Radiotherapy and breast-conserving surgery

Radiotherapy is an integral part of the breast-conserving therapy approach. If at all, no radiotherapy following breast conserving surgery (BCS) may be an option for patients whose life expectancy is shorter than 10 years, with hormone receptor-positive T1N0 tumors without Her2neu overexpression. Patients have to be counselled that even with rigorous antihormonal therapy, there is a considerably increased risk for local recurrence (CALBG, BASO2, PRIME II trials: 4–6% local recurrence without radiotherapy after 5 years for patients above 70/65/65 years of age with receptor-positive T1N0 tumors; non-grade III; for a summary see [8, 9]).

Based on long-term results from three randomized studies, (accelerated) partial breast irradiation ((A)PBI) using intraoperative radiotherapy or postoperative multicatheter brachytherapy or external beam radiotherapy is an option for postmenopausal patients with low-risk tumors (T1N0, R0 resection, hormone receptor positive, non-lobular histology). Participation in a clinical study is recommended for patients between 50 and 70 years of age [10,11,12].
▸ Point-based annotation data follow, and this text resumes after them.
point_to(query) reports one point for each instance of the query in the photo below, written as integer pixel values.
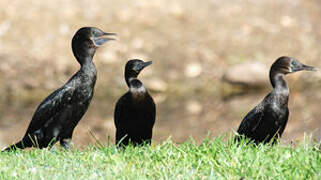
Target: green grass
(213, 159)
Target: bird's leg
(65, 143)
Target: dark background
(195, 45)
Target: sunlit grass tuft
(218, 158)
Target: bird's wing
(152, 112)
(252, 120)
(52, 105)
(118, 111)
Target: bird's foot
(65, 143)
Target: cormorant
(58, 114)
(135, 111)
(268, 119)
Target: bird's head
(87, 40)
(134, 66)
(287, 65)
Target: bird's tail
(14, 147)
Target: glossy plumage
(57, 115)
(268, 119)
(135, 111)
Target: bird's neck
(280, 86)
(88, 67)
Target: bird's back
(265, 121)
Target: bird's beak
(308, 68)
(145, 64)
(98, 41)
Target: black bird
(268, 119)
(135, 111)
(57, 116)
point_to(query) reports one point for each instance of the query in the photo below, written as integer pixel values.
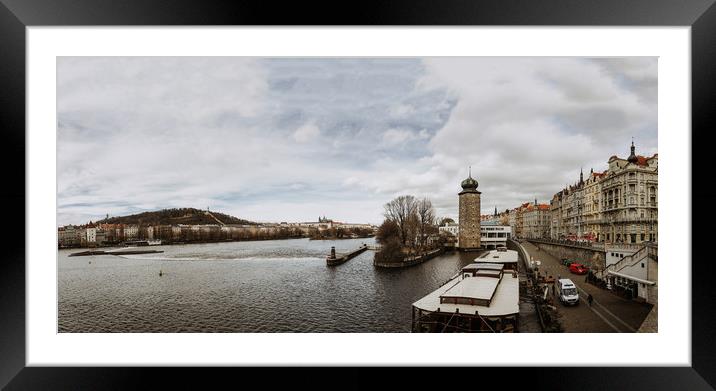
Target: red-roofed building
(619, 205)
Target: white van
(567, 292)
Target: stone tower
(469, 234)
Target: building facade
(469, 215)
(536, 220)
(619, 205)
(629, 195)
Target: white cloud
(306, 133)
(291, 139)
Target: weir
(334, 259)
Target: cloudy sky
(286, 139)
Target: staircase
(648, 251)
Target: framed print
(392, 186)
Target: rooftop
(474, 288)
(495, 256)
(505, 298)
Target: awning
(632, 278)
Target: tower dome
(469, 183)
(632, 158)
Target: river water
(263, 286)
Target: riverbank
(118, 245)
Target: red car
(578, 268)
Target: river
(262, 286)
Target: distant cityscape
(97, 234)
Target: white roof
(504, 302)
(473, 288)
(566, 282)
(494, 256)
(484, 266)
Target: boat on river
(482, 297)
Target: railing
(647, 251)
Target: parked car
(578, 268)
(567, 292)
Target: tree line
(409, 229)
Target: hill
(176, 216)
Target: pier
(334, 259)
(410, 261)
(120, 252)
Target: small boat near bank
(482, 297)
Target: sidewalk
(626, 315)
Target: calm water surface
(265, 286)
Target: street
(608, 313)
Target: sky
(292, 139)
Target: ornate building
(630, 199)
(619, 205)
(469, 229)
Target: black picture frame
(16, 15)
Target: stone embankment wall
(592, 258)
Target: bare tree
(402, 211)
(425, 218)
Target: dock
(121, 252)
(333, 259)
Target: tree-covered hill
(176, 216)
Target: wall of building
(469, 220)
(591, 258)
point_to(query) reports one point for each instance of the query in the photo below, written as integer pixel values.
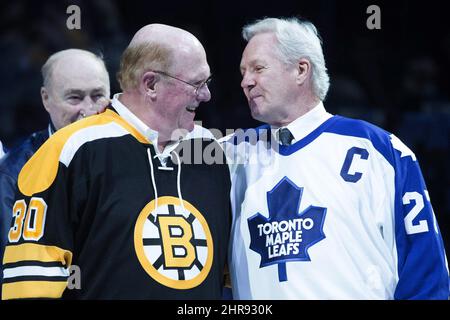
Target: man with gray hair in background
(341, 210)
(75, 85)
(113, 197)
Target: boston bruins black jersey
(96, 203)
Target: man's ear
(45, 97)
(303, 69)
(148, 82)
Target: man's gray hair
(297, 39)
(47, 68)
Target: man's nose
(248, 81)
(90, 106)
(204, 94)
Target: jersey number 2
(28, 223)
(412, 214)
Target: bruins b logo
(174, 247)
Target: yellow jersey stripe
(36, 252)
(33, 289)
(47, 157)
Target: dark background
(396, 77)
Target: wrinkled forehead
(191, 61)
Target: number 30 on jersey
(28, 222)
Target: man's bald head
(71, 61)
(156, 47)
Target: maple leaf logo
(287, 234)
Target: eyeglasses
(197, 87)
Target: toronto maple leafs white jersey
(342, 213)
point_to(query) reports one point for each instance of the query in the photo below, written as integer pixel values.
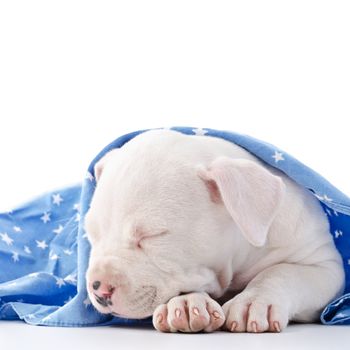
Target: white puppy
(177, 220)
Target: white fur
(175, 214)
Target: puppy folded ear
(99, 166)
(250, 193)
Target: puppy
(180, 225)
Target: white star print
(27, 250)
(46, 217)
(53, 256)
(57, 199)
(278, 156)
(5, 237)
(338, 233)
(15, 256)
(58, 230)
(89, 176)
(329, 212)
(34, 274)
(76, 206)
(323, 198)
(60, 282)
(41, 244)
(69, 299)
(200, 131)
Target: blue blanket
(44, 249)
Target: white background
(74, 75)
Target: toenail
(195, 311)
(277, 326)
(233, 326)
(216, 314)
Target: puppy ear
(99, 166)
(251, 194)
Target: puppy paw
(254, 313)
(192, 312)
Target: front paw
(192, 312)
(254, 312)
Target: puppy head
(160, 225)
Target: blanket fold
(44, 249)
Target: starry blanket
(44, 249)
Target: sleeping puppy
(180, 225)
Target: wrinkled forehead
(140, 193)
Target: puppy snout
(104, 289)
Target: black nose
(96, 285)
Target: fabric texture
(44, 249)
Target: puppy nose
(103, 289)
(96, 285)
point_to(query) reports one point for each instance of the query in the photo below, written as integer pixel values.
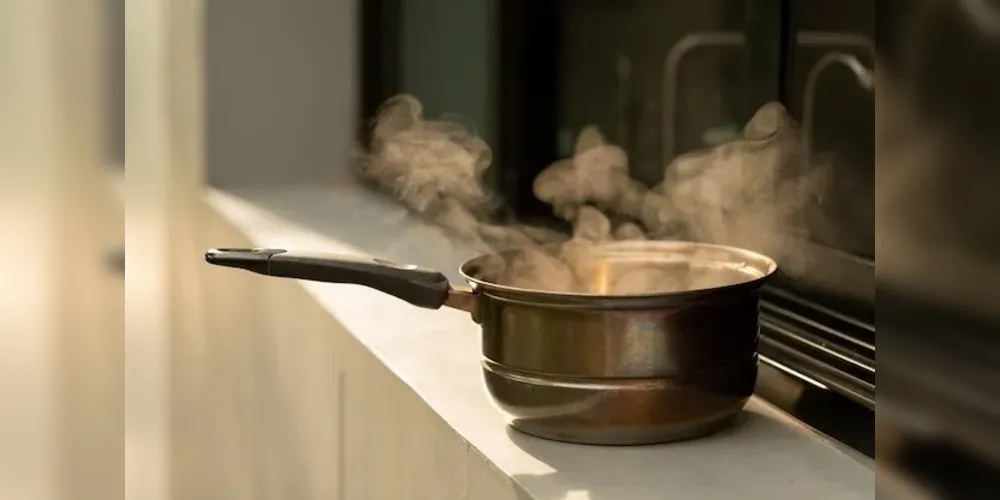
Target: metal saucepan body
(596, 367)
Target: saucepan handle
(418, 286)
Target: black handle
(416, 285)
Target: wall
(115, 83)
(280, 90)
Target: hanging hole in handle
(404, 267)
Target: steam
(750, 193)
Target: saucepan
(599, 363)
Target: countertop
(437, 354)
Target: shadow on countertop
(760, 458)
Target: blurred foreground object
(61, 312)
(937, 120)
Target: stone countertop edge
(437, 354)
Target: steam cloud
(750, 193)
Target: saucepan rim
(765, 267)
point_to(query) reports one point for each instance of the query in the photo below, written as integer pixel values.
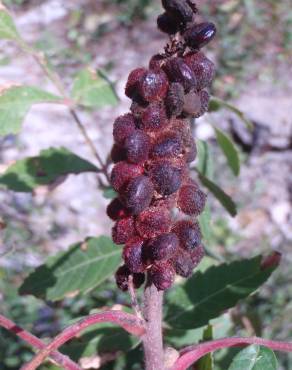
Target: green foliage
(229, 151)
(207, 294)
(29, 173)
(80, 269)
(16, 101)
(254, 358)
(92, 90)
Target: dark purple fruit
(153, 117)
(116, 211)
(169, 145)
(137, 146)
(167, 24)
(162, 275)
(179, 9)
(183, 264)
(153, 86)
(123, 127)
(202, 67)
(174, 100)
(166, 177)
(138, 194)
(133, 82)
(123, 172)
(199, 35)
(163, 247)
(123, 230)
(152, 222)
(178, 71)
(188, 233)
(122, 278)
(191, 200)
(132, 255)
Fractionated WBRT is the standard of care for the overwhelming majority of patients following BCS. Hypofractionated WBRT, i. e., the application of single doses larger than 2 Gy up to reduced total doses, e. g., 15–16 fractions of 2.66 Gy, has been shown in large randomized trials with sufficient follow-up to be at least as effective in terms of local tumor control as conventionally fractionated radiotherapy and results in significantly less acute and late effects [13,14,15]. Consequently, hypofractionated radiotherapy is the preferred radiation schedule in patients who do not need radiotherapy of regional lymph nodes. In younger and high-risk patients, a sequential boost of 10–16 Gy to the tumor bed is recommended, although the improvement in local control is modest and there was no overall survival benefit in long-term follow-up [16, 17].

Based on the PMRT data, two recent randomized trials (MA20, EORTC), and a Danish cohort study [18,19,20], the indication for RNI was expanded following BCS [21,22,23]. Depending on the number of positive nodes (>3, 1–3, 0 but high risk), the strength of the recommendation to include the supraclavicular/medial axillary region decreases in AGO (++, +, +/−) and in S3 (have to/should/can). In most of the cases where RNI is indicated, irradiation of the internal mammary nodes should be considered (for a detailed analysis see [23]). Typically, conventional fractionation is used when RNI is given following BCS. Based on the AMOROS trial, it is obvious that RNI yields lower rates of side effects following sentinel node biopsy compared to radical axillary dissection [24].

Conclusion

This short overview summarizes the current developments in risk-adapted radiotherapy for breast cancer. One has to keep in mind that the different guideline committees come to slightly different conclusions depending on the composition of their membership and the process of literature collection and interpretation [25,26,27].